Ci tengo particolarmente a ringraziare Cristian per la sua pazienza, viste le modalità e tempistiche burrascose cui l’ho costretto per mettere insieme questa intervista.
Prima di tutto partiamo dalle origini: come nascono i Lambs? Quali esperienze hanno portato alla nascita della band e qual è il vostro percorso musicale?
Cristian: I Lambs nascono nel 2013 dall’urgenza di esprimere in musica certe sensazioni scomode o inspiegabili. L’amicizia tra un cantante e un batterista porta il progetto a sviluppare una forma mentis specifica: la musica è lo strumento scelto per raggiungere la propria catarsi. Il primo approccio della band era orientato su radici hardcore punk e black metal, allo stato attuale invece stiamo cercando di non affidarci a nessun genere specifico, dando priorità e respiro alla nostra espressione più naturale.
Di che tipo di catarsi stiamo parlando? Lo chiedo anche perché apprezzo molto i vostri testi (se ricordi la mia recensione, ho citato direttamente un paio di passaggi), e vorrei capire un po’ meglio da dove nascono. Come ha origine tutto questo disagio? È colpa della provincia romagnola?
I testi descrivono principalmente il disagio sociale dell’uomo contemporaneo e tutto ciò che deve affrontare o reprimere all’interno della quotidiana routine. Mettere nero su bianco i propri demoni diventa terapeutico; in questo senso credo che scrivere sia utile a chiunque voglia esorcizzare qualcosa. L’ambiente che ci circonda sicuramente ci influenza su più aspetti, ma non credo sia colpa della Romagna se certi giorni si hanno pensieri particolarmente cupi o si è colmi di rabbia [ridacchia, n.d.Bosj].
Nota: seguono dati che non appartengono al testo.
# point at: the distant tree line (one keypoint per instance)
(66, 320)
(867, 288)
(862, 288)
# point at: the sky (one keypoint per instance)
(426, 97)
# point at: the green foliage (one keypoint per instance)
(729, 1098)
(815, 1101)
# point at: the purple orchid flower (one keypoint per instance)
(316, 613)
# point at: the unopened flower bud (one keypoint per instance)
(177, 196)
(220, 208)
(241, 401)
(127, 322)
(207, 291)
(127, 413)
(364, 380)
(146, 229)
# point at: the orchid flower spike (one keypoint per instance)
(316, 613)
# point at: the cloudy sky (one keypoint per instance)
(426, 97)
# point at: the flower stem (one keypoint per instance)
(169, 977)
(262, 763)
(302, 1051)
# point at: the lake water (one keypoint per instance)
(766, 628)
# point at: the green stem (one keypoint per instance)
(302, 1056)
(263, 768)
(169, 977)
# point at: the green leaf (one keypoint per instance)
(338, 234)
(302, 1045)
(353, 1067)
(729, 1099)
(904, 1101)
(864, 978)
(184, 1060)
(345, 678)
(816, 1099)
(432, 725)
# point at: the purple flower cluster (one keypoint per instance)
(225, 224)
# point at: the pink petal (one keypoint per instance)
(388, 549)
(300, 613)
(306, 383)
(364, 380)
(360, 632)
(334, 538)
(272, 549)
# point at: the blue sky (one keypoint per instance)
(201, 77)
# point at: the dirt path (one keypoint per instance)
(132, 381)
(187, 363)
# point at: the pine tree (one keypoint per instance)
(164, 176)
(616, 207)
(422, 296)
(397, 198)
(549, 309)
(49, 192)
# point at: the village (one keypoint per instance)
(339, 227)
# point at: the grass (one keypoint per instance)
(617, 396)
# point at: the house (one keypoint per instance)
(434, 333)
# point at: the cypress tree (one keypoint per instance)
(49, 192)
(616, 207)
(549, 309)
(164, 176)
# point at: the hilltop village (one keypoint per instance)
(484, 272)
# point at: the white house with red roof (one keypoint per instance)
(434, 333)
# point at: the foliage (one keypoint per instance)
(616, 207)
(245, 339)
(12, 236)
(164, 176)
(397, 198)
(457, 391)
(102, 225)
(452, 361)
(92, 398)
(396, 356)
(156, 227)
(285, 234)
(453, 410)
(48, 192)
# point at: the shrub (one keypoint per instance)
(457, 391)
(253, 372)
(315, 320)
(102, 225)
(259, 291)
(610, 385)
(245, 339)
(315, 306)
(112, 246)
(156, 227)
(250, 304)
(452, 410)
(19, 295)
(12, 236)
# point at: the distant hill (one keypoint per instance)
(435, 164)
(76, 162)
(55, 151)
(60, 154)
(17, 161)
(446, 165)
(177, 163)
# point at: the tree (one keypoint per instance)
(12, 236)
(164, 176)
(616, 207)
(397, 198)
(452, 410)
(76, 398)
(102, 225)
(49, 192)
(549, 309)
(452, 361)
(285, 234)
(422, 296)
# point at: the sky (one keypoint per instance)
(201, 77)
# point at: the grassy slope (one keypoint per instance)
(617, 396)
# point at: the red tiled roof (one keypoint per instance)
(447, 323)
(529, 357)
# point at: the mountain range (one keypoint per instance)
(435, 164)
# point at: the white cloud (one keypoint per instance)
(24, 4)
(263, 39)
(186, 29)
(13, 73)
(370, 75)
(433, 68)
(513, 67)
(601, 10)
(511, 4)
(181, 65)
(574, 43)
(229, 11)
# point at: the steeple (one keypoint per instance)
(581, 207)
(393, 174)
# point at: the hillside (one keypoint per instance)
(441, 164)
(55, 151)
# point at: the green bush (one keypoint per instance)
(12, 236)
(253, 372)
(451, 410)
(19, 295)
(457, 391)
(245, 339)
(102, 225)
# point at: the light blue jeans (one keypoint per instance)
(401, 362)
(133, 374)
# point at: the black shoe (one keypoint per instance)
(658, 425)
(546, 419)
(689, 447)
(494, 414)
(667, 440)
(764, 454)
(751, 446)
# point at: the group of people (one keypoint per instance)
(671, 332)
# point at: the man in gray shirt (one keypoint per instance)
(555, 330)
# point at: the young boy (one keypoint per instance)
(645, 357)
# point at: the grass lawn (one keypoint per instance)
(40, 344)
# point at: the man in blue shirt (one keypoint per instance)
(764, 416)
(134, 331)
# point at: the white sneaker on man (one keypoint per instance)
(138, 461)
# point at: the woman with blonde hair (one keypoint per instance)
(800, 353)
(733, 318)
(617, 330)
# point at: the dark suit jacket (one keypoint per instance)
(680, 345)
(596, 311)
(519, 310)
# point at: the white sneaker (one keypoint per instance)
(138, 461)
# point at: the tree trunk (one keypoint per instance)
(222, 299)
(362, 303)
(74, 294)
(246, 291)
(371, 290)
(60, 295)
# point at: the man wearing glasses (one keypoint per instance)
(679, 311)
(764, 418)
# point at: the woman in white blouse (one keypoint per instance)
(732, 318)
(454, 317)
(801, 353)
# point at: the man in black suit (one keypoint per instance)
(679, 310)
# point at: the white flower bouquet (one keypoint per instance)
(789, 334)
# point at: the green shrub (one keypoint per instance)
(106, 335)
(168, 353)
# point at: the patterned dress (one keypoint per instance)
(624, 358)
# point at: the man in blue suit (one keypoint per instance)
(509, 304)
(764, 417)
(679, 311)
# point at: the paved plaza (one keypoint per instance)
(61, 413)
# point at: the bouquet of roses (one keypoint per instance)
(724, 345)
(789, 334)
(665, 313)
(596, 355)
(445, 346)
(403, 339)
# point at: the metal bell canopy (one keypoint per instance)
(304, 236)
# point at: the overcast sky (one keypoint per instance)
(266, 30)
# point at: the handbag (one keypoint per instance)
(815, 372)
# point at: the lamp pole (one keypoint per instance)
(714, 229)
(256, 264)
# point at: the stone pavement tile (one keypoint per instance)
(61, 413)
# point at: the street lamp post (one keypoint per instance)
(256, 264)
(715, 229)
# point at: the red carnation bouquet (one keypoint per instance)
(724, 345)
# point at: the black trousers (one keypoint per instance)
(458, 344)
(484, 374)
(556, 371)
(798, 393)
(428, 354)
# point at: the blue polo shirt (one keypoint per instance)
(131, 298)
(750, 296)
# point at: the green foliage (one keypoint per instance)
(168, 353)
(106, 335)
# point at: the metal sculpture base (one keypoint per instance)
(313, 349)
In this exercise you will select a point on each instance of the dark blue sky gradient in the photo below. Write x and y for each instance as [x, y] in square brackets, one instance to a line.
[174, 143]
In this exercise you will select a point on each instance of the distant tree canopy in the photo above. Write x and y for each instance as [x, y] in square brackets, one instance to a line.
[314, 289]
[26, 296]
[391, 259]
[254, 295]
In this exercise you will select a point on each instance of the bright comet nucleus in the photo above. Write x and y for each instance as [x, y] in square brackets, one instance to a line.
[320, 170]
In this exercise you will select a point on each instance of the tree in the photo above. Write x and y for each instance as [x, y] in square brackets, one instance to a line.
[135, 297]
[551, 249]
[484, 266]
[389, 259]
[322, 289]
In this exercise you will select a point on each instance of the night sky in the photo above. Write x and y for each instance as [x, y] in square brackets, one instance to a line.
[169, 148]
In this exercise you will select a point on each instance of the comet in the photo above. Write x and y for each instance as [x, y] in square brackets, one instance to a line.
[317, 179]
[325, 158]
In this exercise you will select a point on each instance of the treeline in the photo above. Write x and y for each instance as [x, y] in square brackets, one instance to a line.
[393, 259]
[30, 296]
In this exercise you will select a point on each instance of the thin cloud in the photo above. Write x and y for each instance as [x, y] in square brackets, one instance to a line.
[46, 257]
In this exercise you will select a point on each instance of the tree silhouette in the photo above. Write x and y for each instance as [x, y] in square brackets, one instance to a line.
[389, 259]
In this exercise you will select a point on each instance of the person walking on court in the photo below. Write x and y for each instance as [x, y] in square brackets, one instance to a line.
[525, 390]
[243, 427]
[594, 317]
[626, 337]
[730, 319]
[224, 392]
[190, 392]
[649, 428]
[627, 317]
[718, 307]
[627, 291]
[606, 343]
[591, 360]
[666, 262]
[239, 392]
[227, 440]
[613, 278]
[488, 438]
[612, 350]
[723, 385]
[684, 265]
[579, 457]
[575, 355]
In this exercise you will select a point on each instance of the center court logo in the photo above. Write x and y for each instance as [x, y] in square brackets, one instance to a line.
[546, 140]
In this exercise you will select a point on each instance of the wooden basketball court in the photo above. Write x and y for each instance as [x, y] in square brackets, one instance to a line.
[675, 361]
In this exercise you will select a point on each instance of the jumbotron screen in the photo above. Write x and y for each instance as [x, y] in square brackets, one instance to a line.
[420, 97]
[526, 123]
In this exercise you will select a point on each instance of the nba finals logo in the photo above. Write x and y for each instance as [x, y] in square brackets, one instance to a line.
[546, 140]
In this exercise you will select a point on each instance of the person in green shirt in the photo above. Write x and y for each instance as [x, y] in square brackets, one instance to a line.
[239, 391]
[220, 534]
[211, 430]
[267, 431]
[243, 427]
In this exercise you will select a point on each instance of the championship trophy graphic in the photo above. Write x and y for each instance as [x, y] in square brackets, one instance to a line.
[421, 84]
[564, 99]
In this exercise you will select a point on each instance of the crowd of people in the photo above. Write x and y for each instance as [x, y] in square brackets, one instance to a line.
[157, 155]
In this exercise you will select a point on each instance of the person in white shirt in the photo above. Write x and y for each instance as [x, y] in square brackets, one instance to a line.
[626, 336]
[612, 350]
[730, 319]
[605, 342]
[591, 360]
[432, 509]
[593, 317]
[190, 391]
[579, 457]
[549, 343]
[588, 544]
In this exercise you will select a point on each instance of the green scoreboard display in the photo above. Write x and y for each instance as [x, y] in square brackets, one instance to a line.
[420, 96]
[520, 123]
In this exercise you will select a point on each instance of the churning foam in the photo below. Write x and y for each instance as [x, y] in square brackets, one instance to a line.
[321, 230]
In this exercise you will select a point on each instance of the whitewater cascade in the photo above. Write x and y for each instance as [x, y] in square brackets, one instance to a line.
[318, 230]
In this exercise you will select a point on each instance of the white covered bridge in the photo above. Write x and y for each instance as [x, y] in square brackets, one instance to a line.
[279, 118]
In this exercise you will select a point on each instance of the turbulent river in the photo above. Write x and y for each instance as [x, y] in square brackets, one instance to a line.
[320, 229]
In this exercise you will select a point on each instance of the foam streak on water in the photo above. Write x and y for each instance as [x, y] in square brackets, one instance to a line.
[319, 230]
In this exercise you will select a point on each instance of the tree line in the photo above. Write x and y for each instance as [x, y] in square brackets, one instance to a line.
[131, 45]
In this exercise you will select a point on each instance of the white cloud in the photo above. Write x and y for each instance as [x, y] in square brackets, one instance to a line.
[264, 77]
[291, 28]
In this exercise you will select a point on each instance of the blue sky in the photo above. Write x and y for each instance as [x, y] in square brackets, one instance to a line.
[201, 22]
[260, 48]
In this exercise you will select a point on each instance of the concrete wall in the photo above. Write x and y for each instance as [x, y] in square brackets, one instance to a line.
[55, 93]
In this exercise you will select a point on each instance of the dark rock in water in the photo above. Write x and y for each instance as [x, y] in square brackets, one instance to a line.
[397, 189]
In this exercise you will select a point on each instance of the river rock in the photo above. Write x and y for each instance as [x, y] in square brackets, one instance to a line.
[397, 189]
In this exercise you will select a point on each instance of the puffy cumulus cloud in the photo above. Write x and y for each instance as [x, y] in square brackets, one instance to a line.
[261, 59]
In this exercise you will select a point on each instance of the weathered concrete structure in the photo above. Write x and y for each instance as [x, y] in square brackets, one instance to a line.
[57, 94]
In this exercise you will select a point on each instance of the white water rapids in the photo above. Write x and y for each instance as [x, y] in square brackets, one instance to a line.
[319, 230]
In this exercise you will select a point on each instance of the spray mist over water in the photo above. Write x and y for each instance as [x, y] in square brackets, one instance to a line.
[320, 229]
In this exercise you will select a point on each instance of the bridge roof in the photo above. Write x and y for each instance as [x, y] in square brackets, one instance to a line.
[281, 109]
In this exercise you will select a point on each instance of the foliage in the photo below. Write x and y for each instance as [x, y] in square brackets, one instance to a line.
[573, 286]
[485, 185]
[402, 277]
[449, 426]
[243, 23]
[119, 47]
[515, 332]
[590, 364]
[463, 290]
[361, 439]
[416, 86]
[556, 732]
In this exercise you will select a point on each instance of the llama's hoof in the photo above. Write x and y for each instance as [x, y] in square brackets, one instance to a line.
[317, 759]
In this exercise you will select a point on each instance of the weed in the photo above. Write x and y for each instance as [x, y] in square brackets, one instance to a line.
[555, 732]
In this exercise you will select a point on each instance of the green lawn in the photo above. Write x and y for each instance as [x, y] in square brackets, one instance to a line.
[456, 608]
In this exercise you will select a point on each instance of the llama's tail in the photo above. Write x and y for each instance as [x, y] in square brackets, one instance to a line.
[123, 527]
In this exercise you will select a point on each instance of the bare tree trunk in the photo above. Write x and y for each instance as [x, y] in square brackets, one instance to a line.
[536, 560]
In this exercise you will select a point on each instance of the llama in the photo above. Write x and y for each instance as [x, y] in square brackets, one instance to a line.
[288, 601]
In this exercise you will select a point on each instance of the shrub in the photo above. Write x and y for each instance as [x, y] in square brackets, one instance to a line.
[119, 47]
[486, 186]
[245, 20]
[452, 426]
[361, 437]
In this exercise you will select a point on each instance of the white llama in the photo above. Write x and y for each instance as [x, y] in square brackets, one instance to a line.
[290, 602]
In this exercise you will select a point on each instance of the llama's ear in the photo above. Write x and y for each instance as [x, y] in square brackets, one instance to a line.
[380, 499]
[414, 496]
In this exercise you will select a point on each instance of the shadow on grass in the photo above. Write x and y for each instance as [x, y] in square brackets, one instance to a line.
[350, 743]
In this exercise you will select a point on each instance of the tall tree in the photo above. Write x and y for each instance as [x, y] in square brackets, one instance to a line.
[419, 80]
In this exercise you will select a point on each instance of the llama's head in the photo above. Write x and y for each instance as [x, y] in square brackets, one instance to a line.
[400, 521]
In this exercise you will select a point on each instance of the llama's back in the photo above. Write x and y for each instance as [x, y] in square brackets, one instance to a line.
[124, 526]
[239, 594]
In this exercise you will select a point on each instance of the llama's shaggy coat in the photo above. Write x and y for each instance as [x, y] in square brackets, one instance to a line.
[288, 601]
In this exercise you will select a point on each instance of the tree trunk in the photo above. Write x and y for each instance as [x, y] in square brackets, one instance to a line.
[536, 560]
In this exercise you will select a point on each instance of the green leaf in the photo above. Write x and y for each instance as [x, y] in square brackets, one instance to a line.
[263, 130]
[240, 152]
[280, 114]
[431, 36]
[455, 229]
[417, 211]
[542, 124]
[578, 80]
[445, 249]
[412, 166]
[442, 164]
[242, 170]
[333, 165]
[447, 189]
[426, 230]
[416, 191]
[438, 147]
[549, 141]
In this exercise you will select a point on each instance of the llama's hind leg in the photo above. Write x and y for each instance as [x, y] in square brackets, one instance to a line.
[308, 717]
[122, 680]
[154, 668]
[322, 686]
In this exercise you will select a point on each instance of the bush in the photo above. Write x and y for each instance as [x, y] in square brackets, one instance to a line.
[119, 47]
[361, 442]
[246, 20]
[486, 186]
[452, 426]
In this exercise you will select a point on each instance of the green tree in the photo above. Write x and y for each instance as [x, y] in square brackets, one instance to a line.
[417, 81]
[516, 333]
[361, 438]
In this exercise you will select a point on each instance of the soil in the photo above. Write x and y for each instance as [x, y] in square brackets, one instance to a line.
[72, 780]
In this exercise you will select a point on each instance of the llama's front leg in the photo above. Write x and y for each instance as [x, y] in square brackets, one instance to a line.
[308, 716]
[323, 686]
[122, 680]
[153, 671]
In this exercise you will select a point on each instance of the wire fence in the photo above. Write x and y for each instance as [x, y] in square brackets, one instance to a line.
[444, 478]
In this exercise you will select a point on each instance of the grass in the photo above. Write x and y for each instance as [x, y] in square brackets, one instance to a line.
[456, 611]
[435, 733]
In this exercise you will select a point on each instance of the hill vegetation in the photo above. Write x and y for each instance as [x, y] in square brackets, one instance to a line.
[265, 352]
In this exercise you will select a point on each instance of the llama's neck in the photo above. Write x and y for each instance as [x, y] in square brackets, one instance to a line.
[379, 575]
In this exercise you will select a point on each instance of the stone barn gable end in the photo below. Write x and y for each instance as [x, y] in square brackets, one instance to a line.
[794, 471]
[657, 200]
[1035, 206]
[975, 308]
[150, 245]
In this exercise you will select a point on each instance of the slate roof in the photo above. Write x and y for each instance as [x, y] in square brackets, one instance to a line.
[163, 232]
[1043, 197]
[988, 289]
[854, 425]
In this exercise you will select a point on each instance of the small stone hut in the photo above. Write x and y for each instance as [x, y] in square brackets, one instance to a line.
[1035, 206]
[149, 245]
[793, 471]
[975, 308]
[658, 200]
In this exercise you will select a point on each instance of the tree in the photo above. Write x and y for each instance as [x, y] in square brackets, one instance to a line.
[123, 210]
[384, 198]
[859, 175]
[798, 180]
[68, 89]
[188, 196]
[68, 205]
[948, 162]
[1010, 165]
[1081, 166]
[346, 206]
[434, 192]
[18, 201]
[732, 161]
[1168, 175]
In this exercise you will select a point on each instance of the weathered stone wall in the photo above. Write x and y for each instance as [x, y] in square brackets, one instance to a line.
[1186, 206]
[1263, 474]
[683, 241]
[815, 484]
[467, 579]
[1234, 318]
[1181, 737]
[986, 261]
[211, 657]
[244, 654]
Sono perfettamente d’accordo, anzi, mi pare che oggi di motivi per avere pensieri particolarmente cupi ce ne siano ovunque. Però una domanda sulla Romagna devo fartela, perché il giro post-hc-disagio da quelle parti va fortissimo: Marnero, Sedna, Postvorta e pure Vasco Brondi da Fràra, anche se sappiamo tutti che era bello solo il demo. Ce n’è per tutti i gusti. Che acqua vi danno da bere? Siete in contatto tra di voi, c’è un po’ di comunione? E invece, per andare più nello specifico, i vostri demoni in particolare quali sono? Con cosa vi scontrate quotidianamente? Il precariato, la depressione, il cambiamento climatico, il palinsesto Mediaset?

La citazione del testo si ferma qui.